Hire an external team.
Non-technical founders can hire a remote team to build an MVP in short the term, while continuing their co-founder search.
There’s a cottage industry of freelancers and development shops that are willing to take a combination of equity and capital to help you get to an MVP.
Offshoring often offers considerable cost savings. Fred Wilson is sharing his experience, “The two primary reasons one company will outsource work to another company are cost and skill set. The third party outsourcing company can provide the required work at either lower cost or higher quality or possibly both. Sometimes time is also a factor. It is often the case than an outsourcing company can get the job done faster.Labor costs in emerging markets are often a fraction of the labor costs in the developed world. And you can often tap into highly educated and skilled labor pools. We have companies in our portfolio that have built world class engineering teams in places like Belarus, Slovenia, and India. These teams cost less and often produce amazing work.”
While many Silicon Valley founders say they would never outsource any significant part of their software development to another company or individual abroad because of various outsourcing horror stories, others swear by it and have achieved notable success.

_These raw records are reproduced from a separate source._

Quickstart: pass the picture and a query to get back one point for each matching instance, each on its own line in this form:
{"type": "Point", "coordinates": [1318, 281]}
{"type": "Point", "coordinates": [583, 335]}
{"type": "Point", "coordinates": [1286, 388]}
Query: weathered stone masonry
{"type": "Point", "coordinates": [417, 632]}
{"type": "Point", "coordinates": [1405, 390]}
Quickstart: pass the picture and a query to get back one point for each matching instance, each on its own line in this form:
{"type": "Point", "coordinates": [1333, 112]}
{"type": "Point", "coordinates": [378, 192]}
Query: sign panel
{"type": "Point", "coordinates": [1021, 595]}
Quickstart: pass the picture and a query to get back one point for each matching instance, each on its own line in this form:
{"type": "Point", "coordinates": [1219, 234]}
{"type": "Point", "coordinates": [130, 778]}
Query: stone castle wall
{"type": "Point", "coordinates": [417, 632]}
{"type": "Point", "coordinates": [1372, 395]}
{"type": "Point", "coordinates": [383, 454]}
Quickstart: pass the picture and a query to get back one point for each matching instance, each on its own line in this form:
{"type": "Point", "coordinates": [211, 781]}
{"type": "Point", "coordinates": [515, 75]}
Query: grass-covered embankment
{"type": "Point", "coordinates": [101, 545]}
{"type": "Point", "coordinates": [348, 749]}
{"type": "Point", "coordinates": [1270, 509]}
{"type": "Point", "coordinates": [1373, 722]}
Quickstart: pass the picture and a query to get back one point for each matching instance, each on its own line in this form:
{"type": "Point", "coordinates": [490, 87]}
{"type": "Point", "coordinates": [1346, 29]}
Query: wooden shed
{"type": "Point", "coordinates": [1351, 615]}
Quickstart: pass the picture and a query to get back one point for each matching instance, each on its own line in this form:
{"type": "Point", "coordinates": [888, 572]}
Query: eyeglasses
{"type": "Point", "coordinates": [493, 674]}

Here are examples of tech companies that were started by non-technical founders and succeeded spectacularly. Some hired in-house developers, others prefered remote teams and overseas development.
- Skype
- Pinterest
- Snapchat
- Groupon
- Alibaba
- Amazon
The story of Digg is classic. Digg was developed by a freelancer found on Craigslist, who later became Digg’s lead developer:
“In the fall of 2004, Rose withdrew $1,000 — nearly one-tenth of his life savings — and paid a freelance coder $12 an hour to mock up a Web page. He got a deal on server space over the Web for $99 a month.”
There are dozens of other stories. Less famous but still successful startups that used remote teams to move forward faster.
- The first version of Readyforce.com was entirely outsourced and is being used by customers, while the newly-recruited in-house engineering team builds the second gen product.
- Squidoo was founded by Seth Godin (non-technical) who hired a team (Viget) to build the first version.
- Glamsquad worked with Applico to build their MVP. After that, Glamsquad was named one of the Top 10 Startups to Watch in NYC by Time Magazine.
- The initial version of SumoMe was famously built for $60 by a freelance developer hired by Noah Kagan.
- Wanelo was developed by an overseas 3rd party who eventually accepted a small buyout when she rebuilt the code.
Mike Dorsey, entrepreneur & advisor shared his success story about being non-technical and founding his first company with outsourced developers. Leads95.com is a profitable lead generation and CRM company, with a web-based lead marketplace.
Unemotionally discussing options for non-tech founders is all well and good, but doesn’t really solve anything. Hot ideas need to be acted on fast; that’s the nature of the entrepreneurial beast.
The best solution may be a combination of the three.
- Post co-founder requests wherever possible.
- Simultaneously, get referrals for remote team vendors and start your due diligence on the one or two that best fit your needs.
- Finally, as time permits and if you are math-oriented spend some time on the coding sites.
Just remember, you have only so much time and physical/mental energy, so spend them in ways that have the highest ROI.